# Shotgun



## 308 (Jul 10, 2007)

i was wondering if Winchester Supreme High Velocity copper plated #5"s would work on coyote out to 45 yards? i can put 17 pellets in a 6" inch circle at 47 yards. i also shot a 1/4" booklet i had and all the pellets passed through at that range.


----------



## bearhunter (Jan 30, 2009)

i would say they are way to light. coyotes are tough. at 45 yards i would go minimun of plated bb's. # 4 buck is best


----------



## xdeano (Jan 14, 2005)

I'll agree, the penetrations just isn't there. Get a bit bigger shot and you'll do fine.

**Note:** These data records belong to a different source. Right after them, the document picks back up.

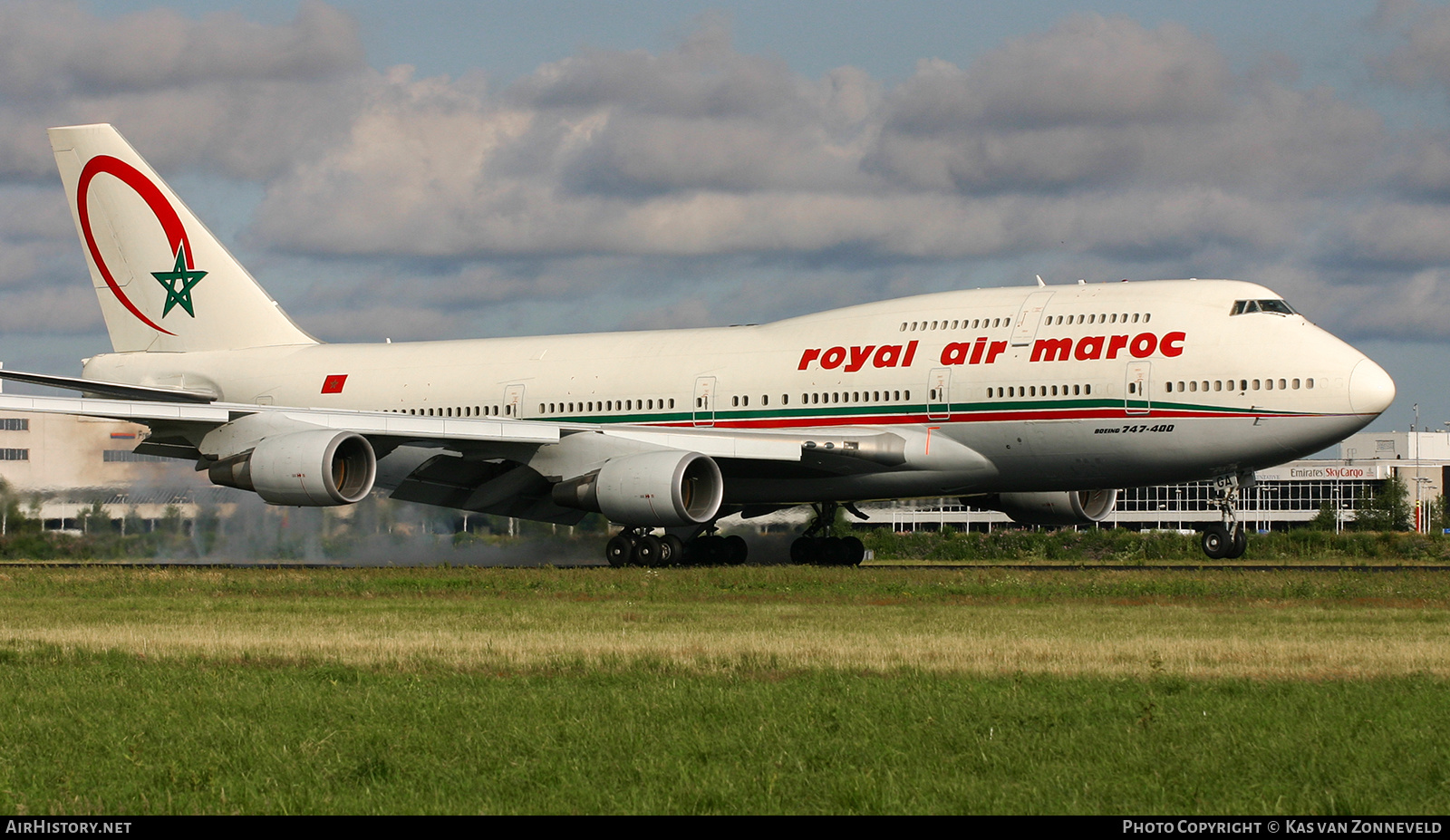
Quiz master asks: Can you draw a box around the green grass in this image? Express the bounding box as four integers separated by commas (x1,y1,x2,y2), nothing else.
0,567,1450,816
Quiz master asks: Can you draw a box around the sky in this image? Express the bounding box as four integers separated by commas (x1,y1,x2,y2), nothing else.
0,0,1450,430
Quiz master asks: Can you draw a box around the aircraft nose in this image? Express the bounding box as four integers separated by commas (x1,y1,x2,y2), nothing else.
1350,358,1395,413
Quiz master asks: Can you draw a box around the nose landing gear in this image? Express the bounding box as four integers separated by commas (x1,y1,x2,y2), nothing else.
1202,471,1254,560
604,528,749,567
790,502,865,565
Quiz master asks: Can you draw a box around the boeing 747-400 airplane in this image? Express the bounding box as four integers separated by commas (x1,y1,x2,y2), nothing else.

The think you have to remember is that all you need is one pellet inside the brain case that it's done. a lot of guys shoot for the body. try picking a point like the corner of the eye as a focus point and let loose.

xdeano


----------



## 308 (Jul 10, 2007)

thanks guys. i just ordered some winchester BB shells off cabelas and will see how they do


----------



## kingcanada (Sep 19, 2009)

i can speak from experience on this one. 5's don't cut it. i once spotted a yote while grouse hunting. i had a vest full off 5's and a coyote call. i called in the dog to about 20 yards and rolled him. then rolled him again. and again. reload and pound him, reload and pound him. it took me 5 shots while chasing and shooting, would have been darn amusing to any observers! i did kill the coyote and skin him out (2 miles from the truck and i still needed a bird, not dragging the carcass!).


----------



## yumacoyotesniper (Feb 6, 2010)

Trust me on this one. I have shot (One Shot) and killed several yotes this year from 50 yards plus. Use a Dead Coyote Choke and Dead Coyote Shells. This is the best comination there is. The shells are expensive but they do not give the yote any breaks. I shot one the other day which hit it in the head and broke its gront right leg. They have no mercy. Sheels are about $3.00 per.


----------



## barebackjack (Sep 5, 2006)

yumacoyotesniper said:


> Trust me on this one. I have shot (One Shot) and killed several yotes this year from 50 yards plus. Use a Dead Coyote Choke and Dead Coyote Shells. This is the best comination there is. The shells are expensive but they do not give the yote any breaks. I shot one the other day which hit it in the head and broke its gront right leg. They have no mercy. Sheels are about $3.00 per.


You can do this with #4 buck or lead BB and the right choke too (for A LOT cheaper). Its all about finding the right choke/load combo.


----------



## fullmetalone (Jul 12, 2009)

i agree with the last post. I shot 3 coyotes last summer, all with shotgun, at ranges of 20, 10, and 50 yards. The 20 and 10 were with BB steel shot, the 10 was with 4bck, and full choke. I think 4bck with full or even xtra full choke would be a nice coyote pounding setup, for a decent price. I got the dead coyote choke and shells, but haven't seen a dog to throw them at yet.


----------



## kdog (Mar 13, 2007)

Has anyone tried the Remington HD loads in T shot? Should be about the same as Dead Coyote loads, and near the same price or less.

KD


----------



## 308 (Jul 10, 2007)

i patterned winchester 12ga. 3" BB loads and i'm now good to 45 yards. and at $15 per 25 im saving alot of money compared to buckshot or dead coyote


----------



## harwood39 (Nov 25, 2008)

I was just gonna start asking the same question on what shot to use for yotes. I have a mossberg 535 tactical that i was also going to use for the occasional dog. it has a 20 in smooth bore slug setup.... so i can not mess with chokes on this gun.


----------